Efficiency is changing the global oil game.
Rystad ranks the world’s recoverable liquid oil supplies by their breakeven prices, or the price that oil must be sold at to cover the costs of producing the resource. The report found that the United States had one of the most remarkable turnarounds for breakeven price in recent years.
In 2015, North American shale oil (also referred to as “tight” oil), had an average breakeven price of $68 per barrel. Today, the average breakeven price for the same oil is estimated to be $46 per barrel. To put this into perspective, onshore fields in Saudi Arabia and the Middle East have a breakeven price of around $42.
Secretary of State Mike Pompeo highlighted the importance of the technology and innovation that has made this possible during a keynote address for the CERAWeek by IHS Markit conference in Houston in March:
“Things like horizontal drilling and fracturing, the shale revolution, the oil derricks that dot the landscape all throughout the Permian Basin, matter. New drilling technology and greater energy output are transforming American life and lives all around the world in the same way that the changes did when Spindletop first took place back in 1901. It was a game-changer, and what this industry is doing today is game-changing as well.”
But what game is being changed?
Growth in American energy production has key implications for both world security, and the U.S. economy. Not only are American shale companies producing more affordably—they are also doing so at record levels. In 2018 alone, the United States nearly doubled its oil exports and is forecast to become a net energy exporter by next year. According to the Energy Information Administration, the United States exported 2 million barrels of oil per day, up from 1.2 million barrels per day in 2017.
Much of this production growth is coming from the Permian Basin of Texas and New Mexico, which is expected to increase production to a record-high 4.14 million barrels per day in May. According to government statistics, production is also expected to grow in other shale fields.

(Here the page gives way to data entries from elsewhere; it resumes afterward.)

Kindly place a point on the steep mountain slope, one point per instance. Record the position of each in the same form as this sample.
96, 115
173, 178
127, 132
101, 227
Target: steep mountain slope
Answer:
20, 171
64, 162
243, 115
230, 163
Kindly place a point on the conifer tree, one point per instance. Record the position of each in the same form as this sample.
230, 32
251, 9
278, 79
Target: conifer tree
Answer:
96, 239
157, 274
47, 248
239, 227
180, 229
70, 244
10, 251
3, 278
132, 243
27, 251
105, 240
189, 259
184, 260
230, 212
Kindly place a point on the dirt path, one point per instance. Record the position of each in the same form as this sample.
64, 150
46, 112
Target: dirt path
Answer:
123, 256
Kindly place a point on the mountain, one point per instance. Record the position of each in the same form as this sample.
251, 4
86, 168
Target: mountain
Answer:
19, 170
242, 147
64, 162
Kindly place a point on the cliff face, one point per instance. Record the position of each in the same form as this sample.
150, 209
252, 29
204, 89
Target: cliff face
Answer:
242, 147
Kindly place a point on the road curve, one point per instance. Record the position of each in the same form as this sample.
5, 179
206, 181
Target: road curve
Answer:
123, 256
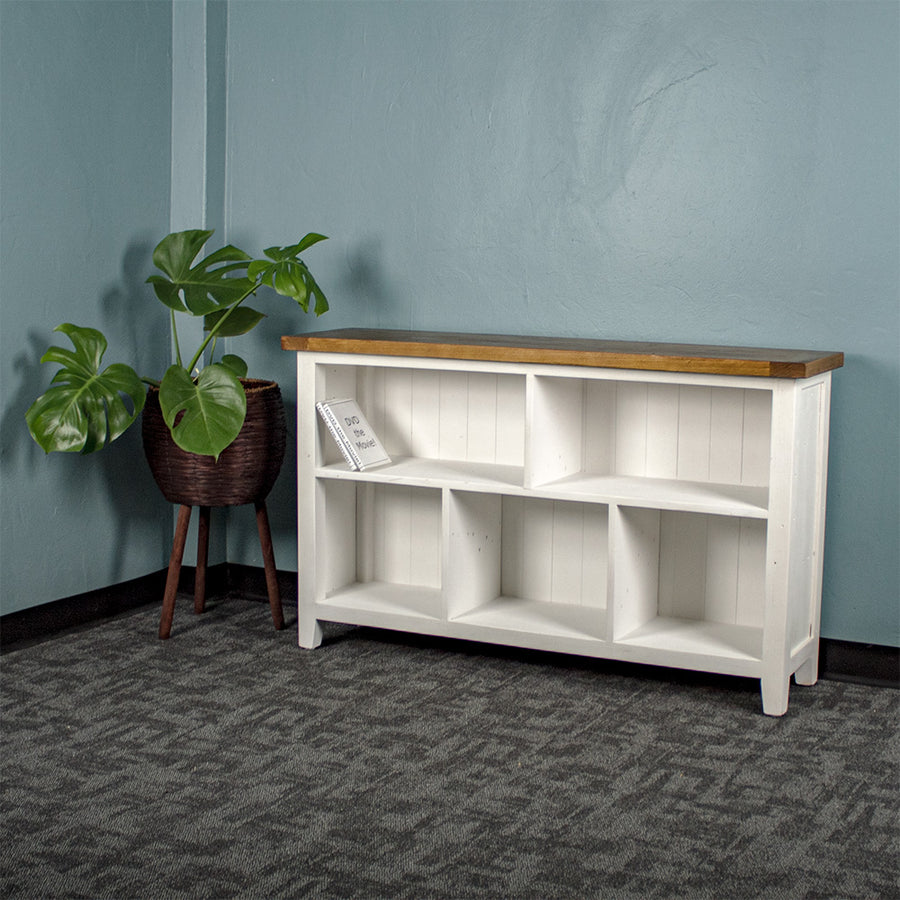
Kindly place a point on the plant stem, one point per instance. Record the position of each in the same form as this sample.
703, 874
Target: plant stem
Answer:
215, 330
175, 338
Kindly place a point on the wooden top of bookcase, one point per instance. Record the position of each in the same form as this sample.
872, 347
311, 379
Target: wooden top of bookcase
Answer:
697, 358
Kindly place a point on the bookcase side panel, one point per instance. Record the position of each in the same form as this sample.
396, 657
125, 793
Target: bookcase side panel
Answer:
337, 559
808, 511
757, 437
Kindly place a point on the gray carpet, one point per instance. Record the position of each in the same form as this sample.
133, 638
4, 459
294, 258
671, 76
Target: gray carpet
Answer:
227, 762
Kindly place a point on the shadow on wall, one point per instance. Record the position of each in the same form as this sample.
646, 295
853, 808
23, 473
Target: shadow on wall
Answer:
139, 335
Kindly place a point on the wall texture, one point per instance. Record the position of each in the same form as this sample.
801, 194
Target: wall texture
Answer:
85, 112
705, 172
712, 172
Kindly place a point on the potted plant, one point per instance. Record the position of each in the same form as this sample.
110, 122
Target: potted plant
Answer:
212, 436
203, 403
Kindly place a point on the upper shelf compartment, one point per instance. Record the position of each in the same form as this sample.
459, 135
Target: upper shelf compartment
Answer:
436, 425
696, 358
595, 435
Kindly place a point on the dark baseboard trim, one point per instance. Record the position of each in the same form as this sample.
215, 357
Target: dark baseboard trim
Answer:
861, 663
871, 664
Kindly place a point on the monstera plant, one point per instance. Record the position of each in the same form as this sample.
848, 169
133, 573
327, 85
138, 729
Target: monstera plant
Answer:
202, 399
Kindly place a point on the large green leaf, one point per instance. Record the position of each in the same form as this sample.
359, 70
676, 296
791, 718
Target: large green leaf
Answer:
288, 275
202, 288
84, 409
240, 320
211, 409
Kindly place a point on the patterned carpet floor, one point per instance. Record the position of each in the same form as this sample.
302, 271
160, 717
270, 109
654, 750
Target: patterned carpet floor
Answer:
227, 762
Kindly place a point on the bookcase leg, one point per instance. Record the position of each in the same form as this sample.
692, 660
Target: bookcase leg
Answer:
168, 612
309, 632
265, 542
775, 695
202, 559
808, 673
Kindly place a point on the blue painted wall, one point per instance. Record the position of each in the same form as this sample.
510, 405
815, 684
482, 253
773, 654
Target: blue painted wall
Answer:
85, 113
709, 172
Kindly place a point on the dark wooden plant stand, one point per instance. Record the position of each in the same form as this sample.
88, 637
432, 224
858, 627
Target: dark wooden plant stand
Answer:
181, 529
243, 474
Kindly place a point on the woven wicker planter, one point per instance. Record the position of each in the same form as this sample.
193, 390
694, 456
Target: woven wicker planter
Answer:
245, 471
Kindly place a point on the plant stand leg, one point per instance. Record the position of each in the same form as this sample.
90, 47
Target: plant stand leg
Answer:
165, 621
202, 557
265, 542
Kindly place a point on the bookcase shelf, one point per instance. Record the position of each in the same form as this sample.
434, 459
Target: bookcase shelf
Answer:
655, 503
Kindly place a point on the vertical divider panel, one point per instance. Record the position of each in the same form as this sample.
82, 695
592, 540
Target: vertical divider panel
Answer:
472, 573
366, 531
634, 569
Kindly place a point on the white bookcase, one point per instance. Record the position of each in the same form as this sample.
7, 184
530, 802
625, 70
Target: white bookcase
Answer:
659, 504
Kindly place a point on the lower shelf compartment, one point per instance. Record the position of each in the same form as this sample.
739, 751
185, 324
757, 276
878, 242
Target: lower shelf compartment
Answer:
698, 638
515, 614
382, 599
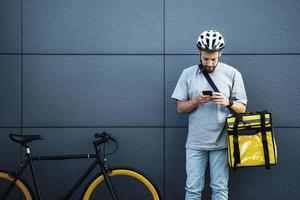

In fact, an analysis by Oxford Economics found that the U.S. extraction sector is poised to grow faster than any other industry this year. The research firm predicted that the oil, natural gas, and mining industries could grow up to 7 percent in 2019. This in turn will promote growth across a variety of other sectors and industries, including petrochemicals, transportation, and warehousing, all of which benefit from affordable energy. In Texas alone, the growth of hydraulic fracturing between 2009 and 2018 helped increase manufacturing output by 50 percent.
According to Energy Secretary Rick Perry, the growth of American energy has important impacts on world security. Instead of relying on energy from countries like Russia, America’s allies will have increased energy choice.
“American energy doesn’t have strings attached,” said Perry. “It’s clear that Russian gas has strings attached… American LNG has the ability to truly make Europe free from that Russian intervention.”
Energy is an economic lifeblood. As global demand for energy continues to increase, American production will play an ever more essential role in meeting the world’s need for oil. This is good news for the American economy and world energy security.